Why social signal matters
While the algorithms behind search engine rankings may not be open to the public, it’s clear that social media outcomes – your shares, your likes, your followers, friends and circles – all feed into your search engine rankings. Google, which only a few years ago left Facebook largely untouched, now takes account of a broad spectrum of social networking sites.
Social signal of course feeds into backlinks, one of the biggest factors in SEO. If people are sharing links to you, whether it’s on Twitter, Facebook or any of a number of other sites, then that’s more back links to your site, and that contributes to a higher ranking.

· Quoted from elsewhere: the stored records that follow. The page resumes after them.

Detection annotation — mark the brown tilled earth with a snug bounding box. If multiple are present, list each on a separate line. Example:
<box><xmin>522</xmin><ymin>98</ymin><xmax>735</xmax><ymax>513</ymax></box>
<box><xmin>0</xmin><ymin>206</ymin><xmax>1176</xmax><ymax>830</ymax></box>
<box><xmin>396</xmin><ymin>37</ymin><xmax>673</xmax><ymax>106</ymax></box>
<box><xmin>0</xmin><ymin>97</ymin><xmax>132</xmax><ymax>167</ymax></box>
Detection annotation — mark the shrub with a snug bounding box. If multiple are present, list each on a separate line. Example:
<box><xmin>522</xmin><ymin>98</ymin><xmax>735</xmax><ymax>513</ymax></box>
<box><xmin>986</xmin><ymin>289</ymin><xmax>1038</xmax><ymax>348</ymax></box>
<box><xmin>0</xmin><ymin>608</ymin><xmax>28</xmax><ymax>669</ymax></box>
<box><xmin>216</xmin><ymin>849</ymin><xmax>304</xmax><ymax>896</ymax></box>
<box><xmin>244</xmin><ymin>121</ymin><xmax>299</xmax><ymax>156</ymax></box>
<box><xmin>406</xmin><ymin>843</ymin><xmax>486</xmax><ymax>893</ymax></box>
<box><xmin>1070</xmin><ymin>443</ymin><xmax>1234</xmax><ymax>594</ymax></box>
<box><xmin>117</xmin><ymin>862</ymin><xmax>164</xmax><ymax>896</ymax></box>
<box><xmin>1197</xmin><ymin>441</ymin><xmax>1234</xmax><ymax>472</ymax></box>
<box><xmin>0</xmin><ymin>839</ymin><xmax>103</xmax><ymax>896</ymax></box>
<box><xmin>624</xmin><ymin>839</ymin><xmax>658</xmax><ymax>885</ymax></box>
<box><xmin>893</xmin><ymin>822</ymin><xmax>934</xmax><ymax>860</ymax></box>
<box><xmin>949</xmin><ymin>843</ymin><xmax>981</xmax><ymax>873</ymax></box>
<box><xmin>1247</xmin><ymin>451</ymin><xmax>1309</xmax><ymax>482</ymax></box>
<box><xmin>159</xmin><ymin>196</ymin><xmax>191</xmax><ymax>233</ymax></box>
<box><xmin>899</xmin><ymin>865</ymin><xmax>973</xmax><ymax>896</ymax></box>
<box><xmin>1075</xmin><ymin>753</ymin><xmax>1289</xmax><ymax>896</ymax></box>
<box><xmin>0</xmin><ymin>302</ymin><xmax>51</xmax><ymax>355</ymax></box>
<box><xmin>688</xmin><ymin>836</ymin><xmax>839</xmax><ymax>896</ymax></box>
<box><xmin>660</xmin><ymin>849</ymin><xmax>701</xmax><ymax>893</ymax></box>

But there’s something else as well, the actual social side of social networks. A strong social signal means you are more connected to your customers. It allows you to be more responsive to their needs, and allows them to feel like they can reach you. This adds to all those likes, links and other contributions to your ranking.
Visible value
The best way to increase your social presence is by providing value through your site, and by making that value instantly clear when your pages appear on social media. This can be tricky to achieve. Most social media have limitations around what will be visible, such as Twitter’s 140 character text limit. Good design is therefore crucial.
Think carefully about which images will appear on each page, and where. Which of them will show when the site is shared through Facebook, through Twitter, through Pinterest? What image or design trick have you used to make your site appealing through those formats?
Think carefully too about how much text you put on the page and where. Which piece of text will Facebook show? What are your 140 Twitter characters, and why will they make people want to read more? The better your page presents itself on social media the stronger your signal will become.
What people see in the first instant after they click your link will also matter. We see hundreds of links a day on social media, click on a select few, read even fewer. If the very top of your page grabs readers then they are more likely to carry on reading and so to share. If not then your signal is instantly weakened.
Customer focus
Social media create a pull system for customers to get content, not a push one driven by producers. Your potential customers skim through the different options available and pick out those that appeal to them, not the ones you want them to read.
This means that, in designing your site, you need to stay focussed on the desires of your customers rather than your business. You might want them to go to your store, but unless they’ve already decided to buy from you that’s not the thing to show in your social signal. Design your pages to show customers interesting content in a pleasing way and they’ll come to you. Getting them to the store or the bookings page can follow from that.
Social design
As people grow up with social media, social signal is going to become ever more important. Design is a big part of that, so make sure that you’re designing to support your social signal.